Conservative politicians have claimed the existence of documents from their time in government, which they say could have been instrumental in prosecuting the collapsed trial of two men accused of spying for Beijing.
Speaking on Radio 4’s Today Programme on Friday, Ms Cooper, who served in the Home Office until a reshuffle last month, dodged the question when asked whether she had seen such a dossier, responding: “We know China poses threats to the UK national security.”
Ms Cooper, who is now the Foreign Secretary, said: “I am deeply frustrated about this case, because I, of course, wanted to see it prosecuted, but ministers were not involved in any of the evidence that was put to the Crown Prosecution Service or the Crown Prosecution Service’s independent decisions.”
The case against 30-year-old Christopher Cash, a former parliamentary researcher, and 33-year-old Christopher Berry, a teacher, was dropped in early September.

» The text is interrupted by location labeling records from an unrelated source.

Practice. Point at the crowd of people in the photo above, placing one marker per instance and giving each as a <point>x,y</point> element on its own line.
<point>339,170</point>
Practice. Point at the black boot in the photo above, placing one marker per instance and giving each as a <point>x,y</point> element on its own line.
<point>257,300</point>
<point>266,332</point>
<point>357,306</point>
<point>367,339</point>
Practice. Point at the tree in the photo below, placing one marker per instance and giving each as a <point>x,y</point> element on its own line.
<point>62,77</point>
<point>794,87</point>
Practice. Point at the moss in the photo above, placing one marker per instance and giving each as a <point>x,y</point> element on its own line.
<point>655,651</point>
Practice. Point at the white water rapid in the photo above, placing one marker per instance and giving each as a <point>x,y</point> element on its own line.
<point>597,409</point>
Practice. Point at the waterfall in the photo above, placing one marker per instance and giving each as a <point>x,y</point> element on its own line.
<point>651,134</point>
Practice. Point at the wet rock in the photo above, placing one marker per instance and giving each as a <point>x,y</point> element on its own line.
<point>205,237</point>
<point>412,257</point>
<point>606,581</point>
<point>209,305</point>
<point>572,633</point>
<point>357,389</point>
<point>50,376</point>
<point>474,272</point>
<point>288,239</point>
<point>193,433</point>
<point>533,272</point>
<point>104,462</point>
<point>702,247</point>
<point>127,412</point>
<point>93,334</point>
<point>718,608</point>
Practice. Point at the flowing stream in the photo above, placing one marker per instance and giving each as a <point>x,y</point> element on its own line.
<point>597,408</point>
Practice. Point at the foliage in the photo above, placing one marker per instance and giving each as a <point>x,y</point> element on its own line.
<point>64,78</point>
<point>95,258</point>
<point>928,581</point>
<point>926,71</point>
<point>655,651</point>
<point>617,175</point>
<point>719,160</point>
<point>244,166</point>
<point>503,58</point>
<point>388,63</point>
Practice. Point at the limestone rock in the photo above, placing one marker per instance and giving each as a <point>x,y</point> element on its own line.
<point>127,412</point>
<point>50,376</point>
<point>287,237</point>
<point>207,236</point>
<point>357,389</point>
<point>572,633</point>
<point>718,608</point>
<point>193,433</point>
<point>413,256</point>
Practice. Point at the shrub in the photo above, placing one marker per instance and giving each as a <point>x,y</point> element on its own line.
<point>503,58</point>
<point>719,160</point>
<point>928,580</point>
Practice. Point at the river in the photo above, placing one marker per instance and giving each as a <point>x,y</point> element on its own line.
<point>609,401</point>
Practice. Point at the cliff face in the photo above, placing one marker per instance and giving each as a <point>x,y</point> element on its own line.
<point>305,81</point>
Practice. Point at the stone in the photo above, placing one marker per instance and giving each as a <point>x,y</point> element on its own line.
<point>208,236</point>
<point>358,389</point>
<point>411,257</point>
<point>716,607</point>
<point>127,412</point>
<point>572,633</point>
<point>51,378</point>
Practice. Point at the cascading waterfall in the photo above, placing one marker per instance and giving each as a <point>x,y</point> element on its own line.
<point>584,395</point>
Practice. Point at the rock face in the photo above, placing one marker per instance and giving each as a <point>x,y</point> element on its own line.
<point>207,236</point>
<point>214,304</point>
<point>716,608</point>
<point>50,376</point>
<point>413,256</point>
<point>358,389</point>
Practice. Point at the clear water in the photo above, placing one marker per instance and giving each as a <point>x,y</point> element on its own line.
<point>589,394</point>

Mr Cash and Mr Berry were charged by the Crown Prosecution Service (CPS) in April last year with spying under the Official Secrets Act 1911, when they were accused of collecting and communicating information which could be “useful to an enemy”.
Both denied the charges.
The Prime Minister has maintained the last Conservative administration had not designated China as a threat to national security, so his Government could not provide evidence to that effect, which the director of public prosecutions (DPP) Stephen Parkinson said was required to meet the threshold for prosecution.
Mr Parkinson said the CPS had tried “over many months” to gather material from ministers, but it had not been forthcoming.
Chris Philp, the shadow home secretary, wrote in the Times on Thursday, saying the suggestion the previous government did not publicly categorise China as a threat to national security was “totally untrue”.
Mr Philp, who was a Home Office minister between October 2022 and July 2024, said: “The Government has multiple internal documents and reports on the threat China posed to national security in the 2021-23 period.
“I have spoken to colleagues who served as relevant ministers then and they have told me these documents exist.
“As a former minister, I know it myself from my time in Government.”
He added: “Starmer’s Government could have disclosed these documents to the CPS, in private if needed. It chose not to.”
Asked whether China was a “friend or foe” on LBC on Friday, Ms Cooper said: “We’ve been clear, there’s a whole series of security threats that have come from China, for example, things like transnational repression, for example, things like cyber threats and attacks and industrial espionage, and so on.
“They are also, of course, an important trading partner, and also they’re somebody that we need to work with on things like climate change.
“But where there are national security threats, we need to take them immensely seriously and respond to them, and we continue to do that.”